Every story starts with an idea. This idea might be simple, not complete, but once this idea is thrown around and shaped into a full story, something cool can be done. That’s how it is done Indiana Jones and the Raiders of the Lost Ark have come.
In 1978, George Lucas, Stephen Spielberg, and Larry Kasdan sat down to develop the story for Indiana Jones. The transcript of this conversation shows how Lucas and Spielberg created Indy from characters like Sean Connery’s James Bond and heroes from the spaghetti westerns like Clint Eastwood, and how the plot of the story came about. After you’ve listened to the transcript, here are a few tips to help you get your next idea into action.

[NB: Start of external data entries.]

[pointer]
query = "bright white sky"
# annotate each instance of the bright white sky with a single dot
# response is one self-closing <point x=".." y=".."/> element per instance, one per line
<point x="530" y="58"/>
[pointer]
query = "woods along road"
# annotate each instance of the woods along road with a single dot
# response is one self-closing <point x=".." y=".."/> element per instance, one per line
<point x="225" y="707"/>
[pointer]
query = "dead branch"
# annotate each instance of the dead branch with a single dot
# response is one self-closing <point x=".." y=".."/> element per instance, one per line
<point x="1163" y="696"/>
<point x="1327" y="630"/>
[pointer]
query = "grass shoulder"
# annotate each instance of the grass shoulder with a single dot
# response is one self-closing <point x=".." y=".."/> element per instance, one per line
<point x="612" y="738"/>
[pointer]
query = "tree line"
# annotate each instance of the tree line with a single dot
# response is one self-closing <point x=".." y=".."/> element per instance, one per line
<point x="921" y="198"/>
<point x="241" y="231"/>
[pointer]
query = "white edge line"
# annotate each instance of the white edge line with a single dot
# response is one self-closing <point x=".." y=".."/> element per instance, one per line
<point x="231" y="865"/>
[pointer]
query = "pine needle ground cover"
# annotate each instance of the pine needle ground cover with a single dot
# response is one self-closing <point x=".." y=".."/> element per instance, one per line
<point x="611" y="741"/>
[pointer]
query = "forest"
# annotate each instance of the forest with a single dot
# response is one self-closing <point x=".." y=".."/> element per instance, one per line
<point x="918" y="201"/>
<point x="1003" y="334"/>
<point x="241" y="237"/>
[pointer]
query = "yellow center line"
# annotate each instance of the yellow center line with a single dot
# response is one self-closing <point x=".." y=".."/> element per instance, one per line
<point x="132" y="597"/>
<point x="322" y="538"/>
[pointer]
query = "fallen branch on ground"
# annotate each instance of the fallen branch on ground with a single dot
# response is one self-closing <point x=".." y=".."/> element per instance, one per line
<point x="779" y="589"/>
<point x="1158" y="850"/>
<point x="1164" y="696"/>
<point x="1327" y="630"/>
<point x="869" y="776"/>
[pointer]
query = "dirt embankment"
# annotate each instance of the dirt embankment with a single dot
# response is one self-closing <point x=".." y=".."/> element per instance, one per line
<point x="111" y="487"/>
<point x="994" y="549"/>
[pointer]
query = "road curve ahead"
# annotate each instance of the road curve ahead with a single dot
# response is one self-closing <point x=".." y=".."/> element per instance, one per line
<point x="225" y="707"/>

If you’d like to listen to the full transcript, check out the video below!
Create rounded characters
The idea for Indiana Jones (Harrison Ford) comes from the spy and spaghetti western genre. He’s the 1930s version of James Bond – calm, cool, and collected – but still a brave and sturdy hero like Clint Eastwood in every one of his films. Like Clark Kent, he wants to persist and protect history that is precious to the world.
He’s human, which means he can be a little messed up, but not so much that the audience won’t want to promote him. Like any hero, he has the power of choice, the bullwhip. It’s an extension of him and uses it to get out of most situations. All of these little details create the Indy that we all know and love.
The supporting characters are also important. The goofy character can be a bit aloof, but is still deadly like Tuco (Eli Wallach) out The good, the bad, and the ugly. They still serve the story and increase our hero’s stakes. They also make the hero look cooler than everyone else.
The love for the hero of an action-packed story must be able to assert itself. in the Hunter of the lost treasure, the love interest, Marion Ravenwood (Karen Allen), is tough and does what she has to do to survive. This could be flirting with the bad guy or slapping someone in the face who doesn’t respect them. You and Indy make an unbeatable team.
Every great hero needs an equally great villain
A hero is what every story needs, but what is a hero without a villain?
The villains in this story are obviously the Nazis. Just like Indy, Gestapo agent Major Arnold Toht (Ronald Lacey) and rival archaeologist René Belloq (Paul Freeman) seem unstoppable. From killing anyone who gets in his way to wanting to tease Indy, these men are the same as Indy but want the opposite.
A villain who turns up against someone as cool and savvy as Indy must be threatening. The moment they are on screen, the audience fears them and their intentions.
Villains like this work so well because the audience doesn’t know how the hero is going to take them out. Lucas and Spielberg let Toht and Belloq end up with the ark. It is the characters’ ignorance of their power that becomes their downfall.
Ground the story in reality
While there are scenes that are dramatic and a little exaggerated, Lucas and Spielberg wanted to make a story that could be real. In every situation Indy found himself in, there was a very realistic way for him to get off.
If Indy could get out of any situation too easily, the movie would feel too awesome. There would be no stakes or tensions.
The scene in which Indy was trapped in a grave originally started with water slowly rising to the top. The idea was quickly scratched when Lucas and Spielberg considered that there would be no excess water in the desert. The next idea was an animal. A tiger, to be more precise. But how do you fly a tiger to a part of the world where they are not very common? That should make the villains rich, but not practical. Eventually Lucas and Spielberg landed on snakes. You don’t need a lot of snakes, but enough to stack them on top of each other to make it look like there are a lot of them. Sound design helps create the overwhelming feeling of being surrounded by snakes.
Get the audience not to trust the story
Lucas and Spielberg wanted to make a film that resembled a Disneyland ride. There is action lurking around every corner and the audience doesn’t know when these moments will strike.
There was a simple rule for the film: there should be a cliffhanger every 10 minutes. A cliffhanger whets the appetite for more action and heroism from Indy. We don’t know who could work for the bad guy or who will hire Indiana Jones to get the Ark, but audiences always end up firing for Indy while still trying to catch their breath from the wild ride.
The opening of the film justifies this idea. We enter a cave full of booby traps. The wrong step will set off barbed death traps or poisoned arrows that could fly out of one of the holes covering the walls. That’s not even the fact that Indy is almost crushed under a massive boulder. All of this happens in five minutes, and the audience has no idea what else the film is going to throw in their way.
Creating a story has many moving parts, but start with the simple elements first. Who are the main characters? Why are they doing what they are doing? How do they get from A to B and is there a way back? By keeping these ideas in mind, you can build a fully realized story.
Don’t worry about missing details while brainstorming. You can always go back and add small details, such as: B. that the hero is afraid of snakes that make certain situations even more exciting.